No obstante, lo que falta en muchas de estas discusiones es un hecho obvio pero fundamental: los ventiladores no se manejan solos. Aunque su producción está alcanzando la demanda a nivel global, los ventiladores necesitan personal calificado –y saludable, tanto de forma física como psicológica­­­­– para ser operados correctamente. Un paciente ventilado requiere la atención de por lo menos dos profesionales de la salud por turno.

La pandemia ha hecho que la ya existente escasez de personal entrenado en cuidados intensivos se haga más evidente. El personal de salud está trabajando turnos largos, extenuantes y en condiciones muy difíciles: están en un mayor riesgo de ser infectados por el virus, su vida familiar ha sido trastornada y ahora más que nunca son susceptibles al síndrome de burn out. Tener una abundancia de ventiladores sin el personal para manejarlos –o con personal que está saturado, agotado o enfermo con el virus– no es la solución.

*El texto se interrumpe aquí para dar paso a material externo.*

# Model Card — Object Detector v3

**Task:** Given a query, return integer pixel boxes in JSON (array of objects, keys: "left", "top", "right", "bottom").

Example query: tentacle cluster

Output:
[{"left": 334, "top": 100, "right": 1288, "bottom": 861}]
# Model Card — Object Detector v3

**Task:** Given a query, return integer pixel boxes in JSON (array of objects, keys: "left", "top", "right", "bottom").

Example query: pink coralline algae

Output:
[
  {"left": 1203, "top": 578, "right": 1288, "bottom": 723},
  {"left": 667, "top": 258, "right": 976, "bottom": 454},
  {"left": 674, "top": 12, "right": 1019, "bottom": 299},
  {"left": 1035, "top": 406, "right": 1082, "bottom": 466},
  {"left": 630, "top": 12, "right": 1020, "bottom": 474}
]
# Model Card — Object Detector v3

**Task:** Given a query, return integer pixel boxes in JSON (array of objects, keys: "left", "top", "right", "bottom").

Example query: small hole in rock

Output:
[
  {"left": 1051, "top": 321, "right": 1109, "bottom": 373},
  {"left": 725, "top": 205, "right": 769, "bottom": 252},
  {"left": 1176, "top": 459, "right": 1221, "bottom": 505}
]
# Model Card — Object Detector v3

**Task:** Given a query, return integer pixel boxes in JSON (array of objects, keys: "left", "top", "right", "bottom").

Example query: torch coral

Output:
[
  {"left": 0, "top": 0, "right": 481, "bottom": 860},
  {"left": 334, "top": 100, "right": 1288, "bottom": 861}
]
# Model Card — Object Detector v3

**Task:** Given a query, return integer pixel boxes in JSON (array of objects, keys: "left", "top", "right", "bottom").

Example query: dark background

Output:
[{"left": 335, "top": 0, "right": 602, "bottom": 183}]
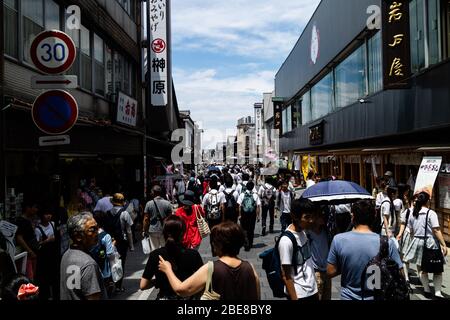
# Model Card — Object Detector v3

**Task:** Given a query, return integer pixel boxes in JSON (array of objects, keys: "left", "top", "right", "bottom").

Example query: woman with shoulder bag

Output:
[
  {"left": 159, "top": 221, "right": 260, "bottom": 301},
  {"left": 404, "top": 192, "right": 448, "bottom": 298},
  {"left": 140, "top": 215, "right": 203, "bottom": 300}
]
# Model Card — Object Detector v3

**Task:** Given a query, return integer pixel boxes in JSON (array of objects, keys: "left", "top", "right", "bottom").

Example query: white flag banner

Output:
[{"left": 414, "top": 157, "right": 442, "bottom": 198}]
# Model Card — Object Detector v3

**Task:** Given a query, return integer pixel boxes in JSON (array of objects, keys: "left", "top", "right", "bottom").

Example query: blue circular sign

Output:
[{"left": 32, "top": 90, "right": 78, "bottom": 134}]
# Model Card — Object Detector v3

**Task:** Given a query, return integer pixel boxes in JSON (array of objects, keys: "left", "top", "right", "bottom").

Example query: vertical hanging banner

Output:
[
  {"left": 149, "top": 0, "right": 171, "bottom": 107},
  {"left": 272, "top": 97, "right": 284, "bottom": 137},
  {"left": 414, "top": 157, "right": 442, "bottom": 197},
  {"left": 382, "top": 0, "right": 411, "bottom": 90},
  {"left": 255, "top": 103, "right": 263, "bottom": 147}
]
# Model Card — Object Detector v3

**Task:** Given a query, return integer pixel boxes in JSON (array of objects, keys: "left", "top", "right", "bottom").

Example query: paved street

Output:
[{"left": 114, "top": 210, "right": 450, "bottom": 300}]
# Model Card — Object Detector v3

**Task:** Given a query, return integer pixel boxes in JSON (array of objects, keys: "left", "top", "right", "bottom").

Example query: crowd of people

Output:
[{"left": 2, "top": 166, "right": 447, "bottom": 300}]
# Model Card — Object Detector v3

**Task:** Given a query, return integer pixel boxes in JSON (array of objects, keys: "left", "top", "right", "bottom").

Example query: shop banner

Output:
[
  {"left": 414, "top": 157, "right": 442, "bottom": 197},
  {"left": 438, "top": 163, "right": 450, "bottom": 209}
]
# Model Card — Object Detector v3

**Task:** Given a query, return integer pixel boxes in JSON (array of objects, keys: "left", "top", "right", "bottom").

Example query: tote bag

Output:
[
  {"left": 200, "top": 261, "right": 220, "bottom": 300},
  {"left": 194, "top": 207, "right": 211, "bottom": 239},
  {"left": 421, "top": 210, "right": 444, "bottom": 274}
]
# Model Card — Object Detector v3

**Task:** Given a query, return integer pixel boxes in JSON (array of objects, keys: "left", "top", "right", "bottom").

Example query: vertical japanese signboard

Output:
[
  {"left": 149, "top": 0, "right": 171, "bottom": 106},
  {"left": 255, "top": 103, "right": 263, "bottom": 147},
  {"left": 272, "top": 98, "right": 284, "bottom": 136},
  {"left": 414, "top": 157, "right": 442, "bottom": 197},
  {"left": 383, "top": 0, "right": 411, "bottom": 90}
]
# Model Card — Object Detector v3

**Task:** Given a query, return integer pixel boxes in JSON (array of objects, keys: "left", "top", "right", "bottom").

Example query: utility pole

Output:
[{"left": 0, "top": 0, "right": 6, "bottom": 220}]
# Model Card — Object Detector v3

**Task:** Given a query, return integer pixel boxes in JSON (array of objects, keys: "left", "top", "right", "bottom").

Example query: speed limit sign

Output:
[{"left": 30, "top": 30, "right": 77, "bottom": 74}]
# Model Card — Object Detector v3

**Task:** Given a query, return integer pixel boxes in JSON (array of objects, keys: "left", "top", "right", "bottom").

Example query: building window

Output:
[
  {"left": 409, "top": 0, "right": 442, "bottom": 73},
  {"left": 447, "top": 0, "right": 450, "bottom": 58},
  {"left": 105, "top": 46, "right": 114, "bottom": 100},
  {"left": 367, "top": 31, "right": 383, "bottom": 94},
  {"left": 21, "top": 0, "right": 44, "bottom": 62},
  {"left": 3, "top": 0, "right": 19, "bottom": 58},
  {"left": 94, "top": 34, "right": 105, "bottom": 96},
  {"left": 80, "top": 25, "right": 92, "bottom": 91},
  {"left": 300, "top": 91, "right": 312, "bottom": 125},
  {"left": 335, "top": 46, "right": 366, "bottom": 108},
  {"left": 311, "top": 72, "right": 334, "bottom": 121},
  {"left": 114, "top": 52, "right": 123, "bottom": 96},
  {"left": 45, "top": 0, "right": 61, "bottom": 30},
  {"left": 66, "top": 29, "right": 80, "bottom": 79}
]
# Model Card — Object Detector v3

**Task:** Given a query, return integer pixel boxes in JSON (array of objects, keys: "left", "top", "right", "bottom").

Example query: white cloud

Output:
[
  {"left": 172, "top": 0, "right": 320, "bottom": 147},
  {"left": 172, "top": 0, "right": 319, "bottom": 58}
]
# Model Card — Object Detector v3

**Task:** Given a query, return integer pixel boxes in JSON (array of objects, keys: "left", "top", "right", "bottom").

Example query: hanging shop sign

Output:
[
  {"left": 149, "top": 0, "right": 171, "bottom": 107},
  {"left": 414, "top": 157, "right": 442, "bottom": 197},
  {"left": 116, "top": 92, "right": 137, "bottom": 127},
  {"left": 30, "top": 30, "right": 77, "bottom": 74},
  {"left": 309, "top": 121, "right": 325, "bottom": 146},
  {"left": 382, "top": 0, "right": 411, "bottom": 90},
  {"left": 255, "top": 103, "right": 263, "bottom": 147}
]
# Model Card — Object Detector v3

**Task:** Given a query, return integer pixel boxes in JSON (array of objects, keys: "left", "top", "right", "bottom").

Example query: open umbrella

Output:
[{"left": 302, "top": 180, "right": 373, "bottom": 204}]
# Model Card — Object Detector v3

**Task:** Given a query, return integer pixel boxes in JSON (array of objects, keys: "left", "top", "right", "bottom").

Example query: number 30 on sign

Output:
[{"left": 30, "top": 30, "right": 76, "bottom": 74}]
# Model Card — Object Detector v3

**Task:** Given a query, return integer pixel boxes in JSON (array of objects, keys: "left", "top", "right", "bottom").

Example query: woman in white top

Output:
[
  {"left": 404, "top": 192, "right": 447, "bottom": 298},
  {"left": 397, "top": 189, "right": 415, "bottom": 282}
]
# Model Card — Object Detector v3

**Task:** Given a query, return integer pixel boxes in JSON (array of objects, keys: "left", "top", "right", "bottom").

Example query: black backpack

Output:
[
  {"left": 223, "top": 191, "right": 237, "bottom": 219},
  {"left": 104, "top": 208, "right": 126, "bottom": 242},
  {"left": 259, "top": 231, "right": 298, "bottom": 298},
  {"left": 89, "top": 231, "right": 108, "bottom": 272},
  {"left": 361, "top": 236, "right": 410, "bottom": 301}
]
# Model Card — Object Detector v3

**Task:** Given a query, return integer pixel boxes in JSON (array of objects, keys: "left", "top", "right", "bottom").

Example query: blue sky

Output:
[{"left": 172, "top": 0, "right": 320, "bottom": 147}]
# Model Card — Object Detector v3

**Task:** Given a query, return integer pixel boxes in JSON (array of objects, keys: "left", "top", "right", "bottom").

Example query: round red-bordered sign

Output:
[
  {"left": 152, "top": 38, "right": 166, "bottom": 53},
  {"left": 30, "top": 30, "right": 77, "bottom": 74},
  {"left": 31, "top": 90, "right": 78, "bottom": 135}
]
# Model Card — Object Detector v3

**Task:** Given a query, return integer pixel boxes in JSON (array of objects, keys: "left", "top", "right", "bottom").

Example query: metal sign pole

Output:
[{"left": 0, "top": 0, "right": 6, "bottom": 219}]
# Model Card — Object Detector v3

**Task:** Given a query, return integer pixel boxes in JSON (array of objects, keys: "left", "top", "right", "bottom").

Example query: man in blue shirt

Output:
[{"left": 327, "top": 200, "right": 403, "bottom": 300}]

Cuando me senté junto a Bárbara y los residentes de la UCI en Buenos Aires en 2018, nunca me hubiera imaginado que los ventiladores serían los protagonistas de una pandemia. La respiración es una función vital. Ahora a todos nos han hecho recordar exactamente cuán vital es.

En la UCI, los pacientes más agudos están literalmente sin aliento. Estos pacientes son sedados, intubados y conectados a un ventilador que aporta el soporte respiratorio necesario. Como atestigüé en las unidades de cuidados intensivos en Argentina, incluso cuando están sedados, los pacientes a veces se resisten a la intubación y deben ser amarrados. Cuando encuentran sus vías respiratorias bloqueadas por un tubo en la garganta, muchas veces intentan quitárselos solos. Además, aparece lo que se llama “delirio de UCI“: algunos pacientes dicen haber experimentado confusión sensorial intensa y alteración emocional, como alucinaciones, delirios y paranoia durante su sedación.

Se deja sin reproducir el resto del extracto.